Ismail Zeyada, a Dutch citizen of Palestinian origin, has started a civil lawsuit holding two Israeli commanders responsible for the attack on his family home in Gaza during Operation Protective….
Ismail Zeyada, a Dutch citizen of Palestinian origin, has started a civil lawsuit holding two Israeli commanders responsible for the attack on his family home in Gaza during Operation Protective Edge. Six of Ziada’s family members were killed in the July 2014 attack: his mother (70), three of his brothers, his sister-in-law and a 12-year old nephew. One of two guests were also killed. The family home was located in Al-Burayj, a Palestinian refugee camp in central Gaza.
The commanders are Benny Gantz, chief of staff during the operation, and Air Force commander Amir Eshel. Last Monday a writ of summons was sent to the Israeli Ministry of Defense. Both men have six weeks to accept liability and settle the case with Zeyada. Assuming this will not happen, the case will be brought before a Dutch civil court, that will have to judge if it has jurisdiction in this matter.
Zeyada’s attorney, well-known human rights lawyer Liesbeth Zegveld, points out that there are solid arguments to be made why a Dutch civil judge should accept the case. Most important is the fact that Zeyada, as with most Palestinians, has no access to the Israeli legal system where the case belongs in the first place. Secondly, Israel already dealt with the Zeyada case – under military law – judging that the five-story family house was in fact an “active command and control center” for Hamas. Zegveld is straight forward about that argument: ‘The issue is that you can’t bomb a house inhabited by civilians. Deliberately killing six of them, without necessity, is considered a war crime.’
It should be noted that a total of 18,000 private houses were destroyed during Operation Protective Edge.
News about the Zeyada case broke last Tuesday in the Dutch television program Brandpunt. Part of the program, titled ‘In Search of Justice’, was shot on location in Gaza where Ismail Zeyada’s brother Hasan, a psychologist working with traumatized children, still lives. In the program witnesses of the attack explain that there was nothing military-related going on in the family home even though one of the killed brothers was an active member of Hamas; he was found under the rubble in his underwear. The killed guest, paying a visit to the Zeyada family, was also a member of Hamas. This is the scene described by Israel as an active Hamas command center – and as a legitimate reason to blow the house apart, including its civilian residents.

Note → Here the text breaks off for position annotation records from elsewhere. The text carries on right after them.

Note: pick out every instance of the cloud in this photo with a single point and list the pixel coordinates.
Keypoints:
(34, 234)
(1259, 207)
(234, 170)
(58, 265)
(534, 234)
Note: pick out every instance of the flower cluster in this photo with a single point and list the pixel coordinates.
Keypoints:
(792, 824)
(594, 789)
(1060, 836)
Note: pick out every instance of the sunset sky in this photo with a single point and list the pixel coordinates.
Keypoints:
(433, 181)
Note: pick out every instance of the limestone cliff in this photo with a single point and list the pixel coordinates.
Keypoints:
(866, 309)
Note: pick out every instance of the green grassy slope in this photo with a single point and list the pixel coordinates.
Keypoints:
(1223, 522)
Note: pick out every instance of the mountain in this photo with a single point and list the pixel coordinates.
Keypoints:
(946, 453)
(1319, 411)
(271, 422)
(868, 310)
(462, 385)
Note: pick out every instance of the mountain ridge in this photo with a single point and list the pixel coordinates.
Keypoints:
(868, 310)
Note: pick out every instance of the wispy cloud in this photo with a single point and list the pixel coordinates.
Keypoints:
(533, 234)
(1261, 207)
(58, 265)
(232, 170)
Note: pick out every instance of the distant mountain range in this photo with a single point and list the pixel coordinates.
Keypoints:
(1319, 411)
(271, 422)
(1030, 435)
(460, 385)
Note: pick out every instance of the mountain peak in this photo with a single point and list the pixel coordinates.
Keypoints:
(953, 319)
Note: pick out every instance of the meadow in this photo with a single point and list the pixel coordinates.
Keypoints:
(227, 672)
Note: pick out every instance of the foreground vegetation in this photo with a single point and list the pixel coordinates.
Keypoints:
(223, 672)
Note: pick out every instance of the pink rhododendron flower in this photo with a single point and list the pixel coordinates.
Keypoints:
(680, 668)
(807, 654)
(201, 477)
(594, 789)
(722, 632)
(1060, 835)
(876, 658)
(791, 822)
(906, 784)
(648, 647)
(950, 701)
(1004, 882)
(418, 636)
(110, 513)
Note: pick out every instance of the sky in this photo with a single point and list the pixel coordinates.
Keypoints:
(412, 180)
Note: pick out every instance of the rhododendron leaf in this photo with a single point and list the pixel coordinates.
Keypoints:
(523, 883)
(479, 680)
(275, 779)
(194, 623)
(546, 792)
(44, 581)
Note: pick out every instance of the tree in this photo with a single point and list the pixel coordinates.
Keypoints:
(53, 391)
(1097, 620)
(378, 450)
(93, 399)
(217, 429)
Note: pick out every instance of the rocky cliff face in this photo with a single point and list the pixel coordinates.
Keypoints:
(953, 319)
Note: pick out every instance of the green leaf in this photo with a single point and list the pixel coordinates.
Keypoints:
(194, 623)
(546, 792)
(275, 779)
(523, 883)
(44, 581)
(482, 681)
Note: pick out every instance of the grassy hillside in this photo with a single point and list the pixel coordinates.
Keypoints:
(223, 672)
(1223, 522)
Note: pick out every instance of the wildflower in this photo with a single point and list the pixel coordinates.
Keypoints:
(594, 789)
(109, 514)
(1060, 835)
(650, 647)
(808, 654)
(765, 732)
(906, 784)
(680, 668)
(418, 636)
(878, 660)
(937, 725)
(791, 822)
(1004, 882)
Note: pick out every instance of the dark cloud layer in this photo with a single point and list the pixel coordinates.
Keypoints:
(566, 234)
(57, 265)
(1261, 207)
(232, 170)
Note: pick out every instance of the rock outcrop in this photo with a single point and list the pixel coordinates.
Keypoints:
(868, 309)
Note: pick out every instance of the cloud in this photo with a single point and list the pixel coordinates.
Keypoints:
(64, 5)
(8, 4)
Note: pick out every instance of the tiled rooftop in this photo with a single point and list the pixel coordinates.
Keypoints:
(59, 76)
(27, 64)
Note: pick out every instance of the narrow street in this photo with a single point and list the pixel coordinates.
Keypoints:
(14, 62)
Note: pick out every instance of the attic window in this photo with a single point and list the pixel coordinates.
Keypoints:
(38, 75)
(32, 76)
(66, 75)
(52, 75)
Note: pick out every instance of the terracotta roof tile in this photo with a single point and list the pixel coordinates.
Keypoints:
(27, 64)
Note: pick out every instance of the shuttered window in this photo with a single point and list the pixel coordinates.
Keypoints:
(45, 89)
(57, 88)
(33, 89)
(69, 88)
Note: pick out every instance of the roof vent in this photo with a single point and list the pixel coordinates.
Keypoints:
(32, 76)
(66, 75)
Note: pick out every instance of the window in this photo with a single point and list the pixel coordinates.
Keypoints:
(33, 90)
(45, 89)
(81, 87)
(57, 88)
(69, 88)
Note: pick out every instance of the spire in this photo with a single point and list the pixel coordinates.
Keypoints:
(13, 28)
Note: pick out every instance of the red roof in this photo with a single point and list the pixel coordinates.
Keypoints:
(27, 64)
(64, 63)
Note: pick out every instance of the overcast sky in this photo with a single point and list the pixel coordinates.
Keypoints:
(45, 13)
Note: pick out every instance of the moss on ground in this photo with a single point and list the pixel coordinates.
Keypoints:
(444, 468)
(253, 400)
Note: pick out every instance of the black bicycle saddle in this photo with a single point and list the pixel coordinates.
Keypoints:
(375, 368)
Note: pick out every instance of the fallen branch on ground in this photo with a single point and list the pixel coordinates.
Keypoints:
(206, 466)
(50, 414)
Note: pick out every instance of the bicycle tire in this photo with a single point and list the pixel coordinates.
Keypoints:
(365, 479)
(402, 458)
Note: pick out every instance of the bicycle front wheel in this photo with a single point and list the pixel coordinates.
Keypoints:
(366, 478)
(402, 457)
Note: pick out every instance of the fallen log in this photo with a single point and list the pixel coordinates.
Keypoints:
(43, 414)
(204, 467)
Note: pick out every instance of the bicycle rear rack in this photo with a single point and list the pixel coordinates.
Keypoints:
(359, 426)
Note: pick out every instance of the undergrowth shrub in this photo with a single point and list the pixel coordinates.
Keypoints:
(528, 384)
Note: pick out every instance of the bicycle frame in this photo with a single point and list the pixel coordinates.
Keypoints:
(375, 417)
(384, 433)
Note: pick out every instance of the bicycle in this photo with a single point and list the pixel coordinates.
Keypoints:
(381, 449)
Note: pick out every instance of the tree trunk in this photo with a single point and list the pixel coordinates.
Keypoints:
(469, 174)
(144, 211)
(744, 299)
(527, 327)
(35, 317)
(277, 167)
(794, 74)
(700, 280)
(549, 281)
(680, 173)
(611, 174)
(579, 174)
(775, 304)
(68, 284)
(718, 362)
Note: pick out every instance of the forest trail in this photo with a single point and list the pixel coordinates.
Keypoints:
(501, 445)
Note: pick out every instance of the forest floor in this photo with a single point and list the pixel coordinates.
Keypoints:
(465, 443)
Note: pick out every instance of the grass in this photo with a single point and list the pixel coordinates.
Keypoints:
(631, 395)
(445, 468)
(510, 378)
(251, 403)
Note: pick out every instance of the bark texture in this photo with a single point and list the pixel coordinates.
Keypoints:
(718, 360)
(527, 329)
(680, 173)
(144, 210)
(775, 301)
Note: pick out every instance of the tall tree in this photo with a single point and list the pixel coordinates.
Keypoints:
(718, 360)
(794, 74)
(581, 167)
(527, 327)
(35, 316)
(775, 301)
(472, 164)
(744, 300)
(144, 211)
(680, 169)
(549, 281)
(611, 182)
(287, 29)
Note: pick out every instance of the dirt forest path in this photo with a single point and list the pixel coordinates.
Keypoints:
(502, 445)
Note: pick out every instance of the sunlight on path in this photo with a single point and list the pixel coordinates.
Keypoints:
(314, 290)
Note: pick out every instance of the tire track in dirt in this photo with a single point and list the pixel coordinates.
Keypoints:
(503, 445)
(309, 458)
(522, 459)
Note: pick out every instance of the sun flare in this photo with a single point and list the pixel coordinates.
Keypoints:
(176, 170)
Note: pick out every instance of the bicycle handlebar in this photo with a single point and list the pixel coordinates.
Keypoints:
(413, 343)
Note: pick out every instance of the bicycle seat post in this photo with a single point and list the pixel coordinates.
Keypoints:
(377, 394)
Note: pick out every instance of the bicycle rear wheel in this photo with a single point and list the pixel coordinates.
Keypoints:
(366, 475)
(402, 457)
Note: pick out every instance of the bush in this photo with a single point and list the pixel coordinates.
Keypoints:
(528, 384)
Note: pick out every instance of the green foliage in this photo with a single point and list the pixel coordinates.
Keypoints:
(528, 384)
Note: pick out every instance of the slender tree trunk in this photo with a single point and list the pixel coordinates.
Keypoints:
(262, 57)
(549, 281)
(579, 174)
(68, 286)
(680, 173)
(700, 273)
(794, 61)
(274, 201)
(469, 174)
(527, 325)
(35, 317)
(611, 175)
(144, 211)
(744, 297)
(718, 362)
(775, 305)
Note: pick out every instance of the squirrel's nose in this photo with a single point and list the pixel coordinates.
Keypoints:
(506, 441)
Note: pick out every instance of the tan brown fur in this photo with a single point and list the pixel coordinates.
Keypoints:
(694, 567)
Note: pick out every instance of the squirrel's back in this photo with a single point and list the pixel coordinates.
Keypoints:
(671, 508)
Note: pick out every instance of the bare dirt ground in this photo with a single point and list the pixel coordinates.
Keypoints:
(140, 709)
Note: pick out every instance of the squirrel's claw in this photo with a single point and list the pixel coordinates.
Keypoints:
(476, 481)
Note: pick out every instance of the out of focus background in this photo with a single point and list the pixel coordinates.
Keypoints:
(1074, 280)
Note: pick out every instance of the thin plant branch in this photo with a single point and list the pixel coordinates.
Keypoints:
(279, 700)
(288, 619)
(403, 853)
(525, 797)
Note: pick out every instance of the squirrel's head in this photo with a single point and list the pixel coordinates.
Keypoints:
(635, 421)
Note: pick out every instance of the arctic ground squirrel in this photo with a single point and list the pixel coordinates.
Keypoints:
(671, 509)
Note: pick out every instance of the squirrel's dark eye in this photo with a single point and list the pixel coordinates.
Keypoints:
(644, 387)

Attorney Zegveld summarizes: ‘More than two thousand Palestinians were killed in fifty days. The standard narrative is that all these people were supposedly in the direct vicinity of terrorists, so in order [for Israel] to win the war they all had to die.’ Zegveld says it’s time that Israel is called to account for these practices, and sees the Zeyada case as a small but significant step toward that goal. She calls the case unique – the first time Israeli military commanders are being kept responsible for their acts in a civil court case.
It’s not the first time the Zeyada case made headlines. In August 2014, just weeks after the fatal attack on the Zeyada house, a 91-year old Dutchman called Henk Zanoli returned his Yad Vashem medal, awarded to him for hiding a Jewish boy during the Second World War. Zanoli, a relative of Ismail Zeyada’s wife, protested the hypocrisy of honoring him as ‘The Righteous Among The Nations’ for saving one jewish life, while taking the lives of six of his Palestinian family members.